Thursday, October 16, 2008

Banks Seek Cushion: Bail Out Loans May Not Trickle down to Local Capital Projects Any Time Soon

Since the 9 banks receiving hundreds of millions of taxpayer bail out money from the federal government have seen their housing boom profits evaporate, they may sit on to the capital as a cushion against risk rather than deploying it immediately.

Does this mean that we won't see Metro capital budget improvements (to, for instance, sidewalks, parks, libraries) even with a bail out bill? It sounds like the money that the public is lending the banks isn't going to be getting back to the public any time soon.


UPDATE: Chris Kromm points out that the bail out loans are backed up by very little regulatory bite:
when it comes to run-away CEO pay, the Bush plan merely requires banks to avoid compensation deals that "encourage unnecessary and excessive risks that threaten the value of the financial institution."

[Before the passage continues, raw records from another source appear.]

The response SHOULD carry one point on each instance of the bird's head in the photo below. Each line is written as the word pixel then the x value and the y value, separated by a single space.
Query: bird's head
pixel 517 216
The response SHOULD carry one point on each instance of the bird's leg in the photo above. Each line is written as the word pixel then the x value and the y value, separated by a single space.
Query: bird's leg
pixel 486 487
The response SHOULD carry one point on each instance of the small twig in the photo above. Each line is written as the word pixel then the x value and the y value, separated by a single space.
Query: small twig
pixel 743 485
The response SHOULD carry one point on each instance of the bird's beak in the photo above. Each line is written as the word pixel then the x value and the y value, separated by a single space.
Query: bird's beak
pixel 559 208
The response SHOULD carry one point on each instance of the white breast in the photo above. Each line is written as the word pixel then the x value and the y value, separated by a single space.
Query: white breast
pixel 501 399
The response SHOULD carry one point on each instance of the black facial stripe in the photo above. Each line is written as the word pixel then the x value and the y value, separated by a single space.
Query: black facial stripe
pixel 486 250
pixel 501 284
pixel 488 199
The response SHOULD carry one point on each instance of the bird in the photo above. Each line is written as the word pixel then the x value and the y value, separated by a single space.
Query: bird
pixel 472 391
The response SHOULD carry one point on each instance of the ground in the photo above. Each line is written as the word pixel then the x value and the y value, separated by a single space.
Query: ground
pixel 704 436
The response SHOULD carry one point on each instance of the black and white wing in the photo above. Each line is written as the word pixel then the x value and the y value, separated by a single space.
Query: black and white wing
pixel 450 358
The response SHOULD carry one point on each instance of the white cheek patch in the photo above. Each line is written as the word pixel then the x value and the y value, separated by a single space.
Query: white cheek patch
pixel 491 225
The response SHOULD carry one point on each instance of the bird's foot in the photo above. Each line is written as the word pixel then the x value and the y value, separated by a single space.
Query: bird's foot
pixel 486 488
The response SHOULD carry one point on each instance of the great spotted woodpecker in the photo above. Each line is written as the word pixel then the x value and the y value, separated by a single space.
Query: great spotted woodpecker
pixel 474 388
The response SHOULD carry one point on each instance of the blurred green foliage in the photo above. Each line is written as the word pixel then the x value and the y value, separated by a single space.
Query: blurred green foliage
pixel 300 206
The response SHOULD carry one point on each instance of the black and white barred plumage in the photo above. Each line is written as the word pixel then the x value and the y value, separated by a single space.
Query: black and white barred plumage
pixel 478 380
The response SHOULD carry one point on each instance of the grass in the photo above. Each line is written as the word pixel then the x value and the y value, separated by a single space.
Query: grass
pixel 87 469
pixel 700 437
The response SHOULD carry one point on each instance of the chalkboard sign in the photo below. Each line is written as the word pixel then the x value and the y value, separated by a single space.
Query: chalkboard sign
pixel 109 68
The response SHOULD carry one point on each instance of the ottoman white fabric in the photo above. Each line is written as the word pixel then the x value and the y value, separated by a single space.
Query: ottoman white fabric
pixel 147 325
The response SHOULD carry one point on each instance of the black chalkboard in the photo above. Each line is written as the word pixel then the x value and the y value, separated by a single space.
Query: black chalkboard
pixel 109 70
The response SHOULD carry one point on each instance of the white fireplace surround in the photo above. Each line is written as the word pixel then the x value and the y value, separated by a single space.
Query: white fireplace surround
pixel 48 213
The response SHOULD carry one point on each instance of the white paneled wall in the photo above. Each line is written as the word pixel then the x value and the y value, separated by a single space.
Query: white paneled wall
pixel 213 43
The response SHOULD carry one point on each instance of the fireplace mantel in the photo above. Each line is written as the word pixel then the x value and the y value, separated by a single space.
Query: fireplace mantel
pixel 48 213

But history shows these companies wouldn't know a "risk that threatens their value" if it came up and bit them.

The Bush proposal also doesn't stop the banks from siphoning off huge payments to shareholders (although dividends can't be increased). So when the banks bounce back, shareholders will get their money -- but the banks aren't required to renegotiate home mortgages, even though one out of six homeowners owe more than the value of their homes.